PC-centric my arse. They have tons of Apple crap; in fact I bought the wife's iPod Jumbo there. The staff don't know any more about PCs than they know about Apple crap; Not that that's relevant, as Playbooks aren't PCs and presumably, as Apple crap 'just works,' one wouldn't need to know anything about it anyway. I'm pretty condfident that if they were to steer a punter either way (unlikely), it'd be in favour of the more ridiculously expensive item, earning themselves more commission to spend on hair gel.
What's to know not covered in the enormous amount of iLitterature and iAdverts plastered about the store? Isn't the entire notion of the iPad simplicity? At the very least that's its marketing angle.
Oh and as for Mac itself, I still have every one I bought boxed and put away since 1989, my Pismo on the shelf above my desk and a Macbook Air on the kitchen table. Now there's a thing of beauty and every bit the gem my Pismo was in its day. So not a hater typing away but certainly a realist.
"It's also worth remembering that RIM is a Canadian company; it has a presence in the country that engenders some nationalistic appeal, so Canadian sales shouldn't be taken too seriously."
If thats the case, then apple's sales in the US should not be taken too seriously because they're an american company and it may engender some nationalistic appeal.
In fact looking at the USA for any kind of mobile phone stats is grossly misleading.
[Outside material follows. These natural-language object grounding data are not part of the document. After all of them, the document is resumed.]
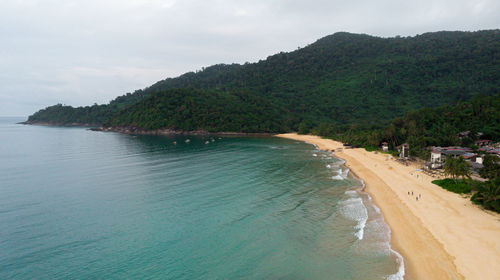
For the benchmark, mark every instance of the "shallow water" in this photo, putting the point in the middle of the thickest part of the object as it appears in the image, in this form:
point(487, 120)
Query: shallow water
point(81, 204)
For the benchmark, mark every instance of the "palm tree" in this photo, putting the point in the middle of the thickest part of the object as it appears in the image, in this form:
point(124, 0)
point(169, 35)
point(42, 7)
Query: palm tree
point(456, 167)
point(450, 167)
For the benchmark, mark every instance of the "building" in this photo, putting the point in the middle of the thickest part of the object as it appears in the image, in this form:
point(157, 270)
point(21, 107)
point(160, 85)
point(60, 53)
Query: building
point(483, 143)
point(385, 146)
point(439, 154)
point(404, 151)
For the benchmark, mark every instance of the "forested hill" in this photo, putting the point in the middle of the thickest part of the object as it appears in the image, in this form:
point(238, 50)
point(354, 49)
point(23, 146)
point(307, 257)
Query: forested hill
point(340, 79)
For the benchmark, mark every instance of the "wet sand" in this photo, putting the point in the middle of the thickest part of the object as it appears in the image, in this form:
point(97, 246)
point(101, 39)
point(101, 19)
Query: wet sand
point(442, 235)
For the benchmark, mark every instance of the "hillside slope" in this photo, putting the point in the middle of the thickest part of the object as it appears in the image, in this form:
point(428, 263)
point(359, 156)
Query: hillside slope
point(342, 79)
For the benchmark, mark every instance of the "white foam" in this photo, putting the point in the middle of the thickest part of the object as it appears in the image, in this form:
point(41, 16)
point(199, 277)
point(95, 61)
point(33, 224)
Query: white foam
point(354, 209)
point(345, 172)
point(337, 177)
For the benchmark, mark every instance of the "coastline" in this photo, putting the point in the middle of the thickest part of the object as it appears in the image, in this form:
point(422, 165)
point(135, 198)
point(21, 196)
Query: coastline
point(441, 236)
point(141, 131)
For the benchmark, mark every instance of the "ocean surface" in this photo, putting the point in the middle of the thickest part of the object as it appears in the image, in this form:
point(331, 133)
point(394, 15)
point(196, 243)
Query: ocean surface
point(78, 204)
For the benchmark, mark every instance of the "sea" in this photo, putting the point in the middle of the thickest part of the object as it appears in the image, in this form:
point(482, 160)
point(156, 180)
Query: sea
point(80, 204)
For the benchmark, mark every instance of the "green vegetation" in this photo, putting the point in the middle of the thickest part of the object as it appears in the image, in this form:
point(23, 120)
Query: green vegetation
point(343, 84)
point(486, 193)
point(430, 127)
point(457, 167)
point(491, 167)
point(209, 110)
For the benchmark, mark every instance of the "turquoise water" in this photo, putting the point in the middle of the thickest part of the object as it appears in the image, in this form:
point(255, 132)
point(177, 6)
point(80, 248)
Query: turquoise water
point(81, 204)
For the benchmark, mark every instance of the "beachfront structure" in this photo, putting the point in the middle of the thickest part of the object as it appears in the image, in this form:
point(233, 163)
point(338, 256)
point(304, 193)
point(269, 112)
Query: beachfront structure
point(404, 151)
point(483, 143)
point(385, 146)
point(437, 159)
point(439, 154)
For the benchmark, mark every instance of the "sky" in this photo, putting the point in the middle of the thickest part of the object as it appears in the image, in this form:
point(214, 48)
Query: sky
point(81, 52)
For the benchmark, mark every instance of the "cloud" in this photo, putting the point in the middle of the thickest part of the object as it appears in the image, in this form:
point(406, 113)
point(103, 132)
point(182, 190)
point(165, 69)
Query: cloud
point(83, 51)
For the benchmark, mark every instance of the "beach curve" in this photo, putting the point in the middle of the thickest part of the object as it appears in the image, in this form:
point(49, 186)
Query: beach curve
point(442, 235)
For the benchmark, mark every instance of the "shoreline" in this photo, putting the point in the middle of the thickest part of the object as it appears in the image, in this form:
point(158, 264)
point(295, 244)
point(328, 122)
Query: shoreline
point(141, 131)
point(441, 235)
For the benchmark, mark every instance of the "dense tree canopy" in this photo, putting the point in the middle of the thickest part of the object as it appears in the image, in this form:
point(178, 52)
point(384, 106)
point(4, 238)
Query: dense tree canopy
point(339, 80)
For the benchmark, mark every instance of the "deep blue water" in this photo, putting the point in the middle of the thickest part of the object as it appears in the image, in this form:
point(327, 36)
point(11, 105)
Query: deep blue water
point(78, 204)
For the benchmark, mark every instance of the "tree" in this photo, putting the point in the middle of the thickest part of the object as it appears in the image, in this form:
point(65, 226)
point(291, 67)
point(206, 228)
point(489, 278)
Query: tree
point(491, 167)
point(456, 167)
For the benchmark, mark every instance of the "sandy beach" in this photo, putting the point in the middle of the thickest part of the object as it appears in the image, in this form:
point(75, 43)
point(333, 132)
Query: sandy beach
point(441, 235)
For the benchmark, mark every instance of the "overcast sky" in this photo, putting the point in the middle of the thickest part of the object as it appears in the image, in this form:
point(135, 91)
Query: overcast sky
point(80, 52)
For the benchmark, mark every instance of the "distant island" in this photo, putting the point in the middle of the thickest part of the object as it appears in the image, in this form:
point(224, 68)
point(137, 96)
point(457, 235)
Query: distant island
point(346, 80)
point(425, 108)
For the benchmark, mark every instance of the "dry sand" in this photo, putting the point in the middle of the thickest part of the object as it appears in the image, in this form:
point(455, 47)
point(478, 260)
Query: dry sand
point(442, 235)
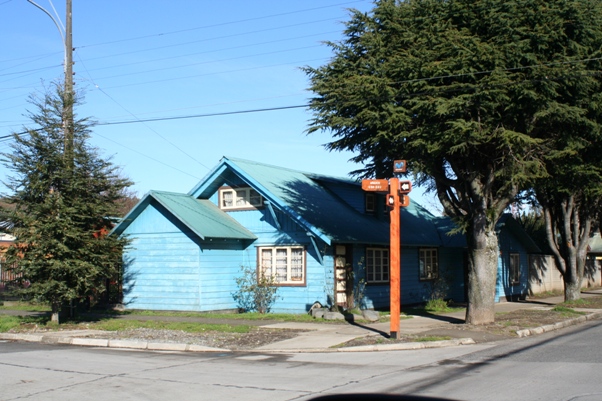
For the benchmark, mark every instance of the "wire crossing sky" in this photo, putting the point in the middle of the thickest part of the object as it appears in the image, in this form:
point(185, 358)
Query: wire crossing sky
point(177, 85)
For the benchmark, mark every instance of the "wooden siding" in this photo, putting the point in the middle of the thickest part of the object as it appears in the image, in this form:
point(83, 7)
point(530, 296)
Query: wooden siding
point(165, 269)
point(413, 290)
point(505, 290)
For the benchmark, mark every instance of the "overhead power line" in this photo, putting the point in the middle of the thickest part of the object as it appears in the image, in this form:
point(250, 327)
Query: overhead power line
point(226, 113)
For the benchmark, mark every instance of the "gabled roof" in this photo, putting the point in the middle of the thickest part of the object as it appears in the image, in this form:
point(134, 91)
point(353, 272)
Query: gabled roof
point(201, 216)
point(307, 199)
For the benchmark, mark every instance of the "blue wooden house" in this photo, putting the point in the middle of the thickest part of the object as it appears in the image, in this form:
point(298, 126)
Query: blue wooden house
point(322, 238)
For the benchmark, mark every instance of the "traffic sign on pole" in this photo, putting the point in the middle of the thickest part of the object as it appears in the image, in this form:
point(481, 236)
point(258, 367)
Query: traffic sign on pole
point(375, 185)
point(405, 187)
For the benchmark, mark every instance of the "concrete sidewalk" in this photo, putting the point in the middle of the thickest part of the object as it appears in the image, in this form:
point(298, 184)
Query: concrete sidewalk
point(321, 337)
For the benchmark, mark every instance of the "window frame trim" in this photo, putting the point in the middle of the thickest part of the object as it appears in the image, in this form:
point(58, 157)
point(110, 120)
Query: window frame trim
point(234, 188)
point(302, 283)
point(436, 276)
point(511, 280)
point(380, 282)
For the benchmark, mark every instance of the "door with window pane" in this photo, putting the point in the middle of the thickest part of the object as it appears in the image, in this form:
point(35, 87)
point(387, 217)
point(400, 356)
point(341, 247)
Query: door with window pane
point(343, 275)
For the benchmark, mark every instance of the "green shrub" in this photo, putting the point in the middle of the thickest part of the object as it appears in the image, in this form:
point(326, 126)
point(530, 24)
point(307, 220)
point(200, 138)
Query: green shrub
point(255, 292)
point(436, 305)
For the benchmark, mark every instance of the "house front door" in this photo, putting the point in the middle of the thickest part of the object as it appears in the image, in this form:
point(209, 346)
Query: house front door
point(343, 275)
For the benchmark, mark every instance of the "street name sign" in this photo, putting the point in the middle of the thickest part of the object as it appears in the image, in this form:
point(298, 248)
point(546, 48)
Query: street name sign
point(375, 185)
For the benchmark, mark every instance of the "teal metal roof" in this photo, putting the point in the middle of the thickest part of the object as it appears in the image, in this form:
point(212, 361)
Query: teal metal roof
point(307, 199)
point(201, 216)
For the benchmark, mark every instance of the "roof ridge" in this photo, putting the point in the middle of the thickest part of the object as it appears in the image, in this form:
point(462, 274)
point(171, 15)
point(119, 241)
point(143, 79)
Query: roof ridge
point(308, 174)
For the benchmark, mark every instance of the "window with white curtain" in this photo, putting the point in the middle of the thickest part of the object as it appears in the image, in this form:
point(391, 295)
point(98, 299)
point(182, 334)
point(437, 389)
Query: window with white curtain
point(239, 198)
point(285, 263)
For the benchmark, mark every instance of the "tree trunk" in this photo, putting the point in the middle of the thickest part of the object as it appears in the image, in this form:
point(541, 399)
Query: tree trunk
point(573, 276)
point(482, 272)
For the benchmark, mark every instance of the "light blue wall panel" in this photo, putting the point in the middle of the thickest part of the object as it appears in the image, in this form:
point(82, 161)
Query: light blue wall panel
point(506, 291)
point(161, 265)
point(414, 291)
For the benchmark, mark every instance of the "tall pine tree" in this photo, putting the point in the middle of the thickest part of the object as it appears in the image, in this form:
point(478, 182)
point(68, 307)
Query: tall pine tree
point(63, 209)
point(473, 94)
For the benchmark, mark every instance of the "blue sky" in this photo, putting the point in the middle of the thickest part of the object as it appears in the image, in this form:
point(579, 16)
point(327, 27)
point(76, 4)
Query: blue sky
point(137, 60)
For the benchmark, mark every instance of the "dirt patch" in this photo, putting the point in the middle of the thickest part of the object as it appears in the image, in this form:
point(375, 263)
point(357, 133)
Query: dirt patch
point(256, 338)
point(505, 327)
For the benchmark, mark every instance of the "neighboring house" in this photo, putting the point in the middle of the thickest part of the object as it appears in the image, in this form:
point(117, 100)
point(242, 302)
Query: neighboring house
point(321, 237)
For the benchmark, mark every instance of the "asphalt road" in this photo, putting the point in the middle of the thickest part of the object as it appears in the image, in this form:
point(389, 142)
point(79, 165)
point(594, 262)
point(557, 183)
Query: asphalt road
point(563, 365)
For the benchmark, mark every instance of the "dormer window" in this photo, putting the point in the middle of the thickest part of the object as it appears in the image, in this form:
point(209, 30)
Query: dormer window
point(239, 198)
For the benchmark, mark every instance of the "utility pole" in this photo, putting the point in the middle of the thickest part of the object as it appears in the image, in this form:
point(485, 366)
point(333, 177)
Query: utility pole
point(68, 95)
point(397, 192)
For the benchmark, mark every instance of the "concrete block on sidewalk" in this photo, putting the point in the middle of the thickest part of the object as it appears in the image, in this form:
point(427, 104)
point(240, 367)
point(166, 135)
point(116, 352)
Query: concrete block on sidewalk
point(128, 344)
point(167, 347)
point(90, 342)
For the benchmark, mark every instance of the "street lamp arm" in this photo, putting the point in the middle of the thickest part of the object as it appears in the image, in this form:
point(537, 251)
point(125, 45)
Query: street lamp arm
point(51, 17)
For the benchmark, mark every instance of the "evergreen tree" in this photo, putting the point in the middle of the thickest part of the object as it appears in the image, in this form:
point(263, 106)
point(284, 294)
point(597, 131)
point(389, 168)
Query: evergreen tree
point(62, 209)
point(466, 92)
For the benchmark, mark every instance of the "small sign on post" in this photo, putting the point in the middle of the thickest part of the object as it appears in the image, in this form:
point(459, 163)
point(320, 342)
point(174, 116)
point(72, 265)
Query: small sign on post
point(399, 166)
point(375, 185)
point(405, 187)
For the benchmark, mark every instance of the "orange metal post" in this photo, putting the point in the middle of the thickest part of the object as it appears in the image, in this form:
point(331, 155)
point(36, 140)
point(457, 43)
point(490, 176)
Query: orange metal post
point(394, 259)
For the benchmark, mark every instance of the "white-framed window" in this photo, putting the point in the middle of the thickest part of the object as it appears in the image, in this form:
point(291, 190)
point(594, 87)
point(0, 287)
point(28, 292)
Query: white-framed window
point(429, 263)
point(377, 265)
point(239, 198)
point(514, 268)
point(285, 263)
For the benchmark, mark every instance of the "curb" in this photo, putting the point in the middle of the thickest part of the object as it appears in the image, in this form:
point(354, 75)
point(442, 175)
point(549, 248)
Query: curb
point(182, 347)
point(104, 343)
point(559, 325)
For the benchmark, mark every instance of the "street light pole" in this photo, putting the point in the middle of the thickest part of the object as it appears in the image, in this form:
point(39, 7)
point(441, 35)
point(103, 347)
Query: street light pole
point(68, 96)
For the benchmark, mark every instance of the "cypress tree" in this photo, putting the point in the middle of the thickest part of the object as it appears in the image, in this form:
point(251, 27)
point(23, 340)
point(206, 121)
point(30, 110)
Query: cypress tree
point(61, 210)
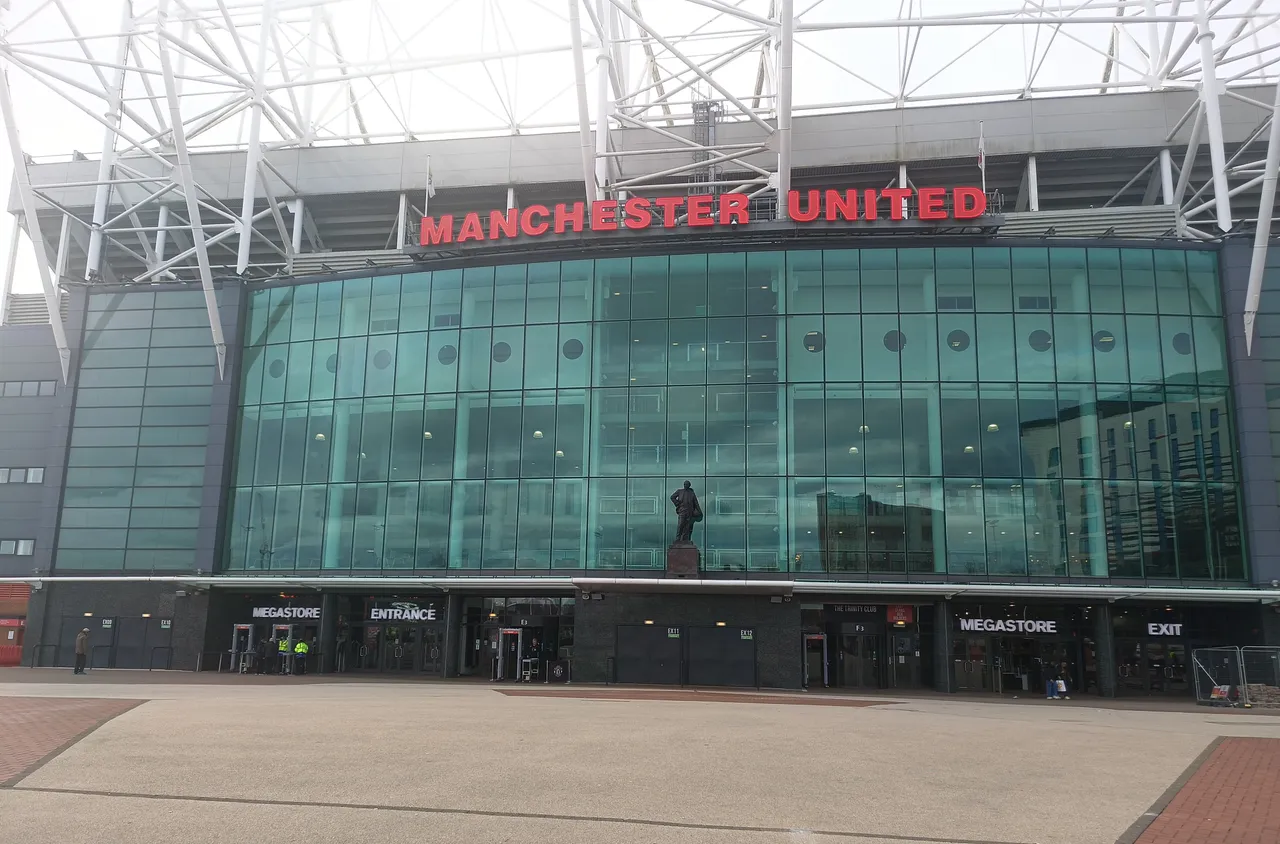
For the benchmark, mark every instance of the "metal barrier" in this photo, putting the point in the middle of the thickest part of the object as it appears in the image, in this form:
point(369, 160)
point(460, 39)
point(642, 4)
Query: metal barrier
point(1219, 676)
point(1261, 675)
They'd hardly heard of Nokia before it got taken over by Elop and assimilated into the MS collective.
Have they even sorted out the cross network SMS interconnects yet? Last time I tried to text a friend in FL it never arrived, yet I can text friends in every country in Europe, Australia and Russia without any problems what so ever - well, unless they have a blackberry, then it's always better to email. In fact bad SMS interconnects *are* the reason the blackberry became so dominant. Whilst the rest of the world was happily using SMS to send short messages, the only way you could do this reliably in the US was to send an email.
RIM have been unable/unwilling to keep up with consumerization within IT, if you think about blackberry UI and an android/apple/wp7 UI which one is going to get picked up by a user, plus RIM devices always carry a few quirks that catch staff out but are well known to helpdesks. I used to love blackberrys but the fact that the UI and featureset on a blackberry is practically identical to how they were 5 or more years ago and activesync does what most companies need makes puts them on very shakey ground indeed.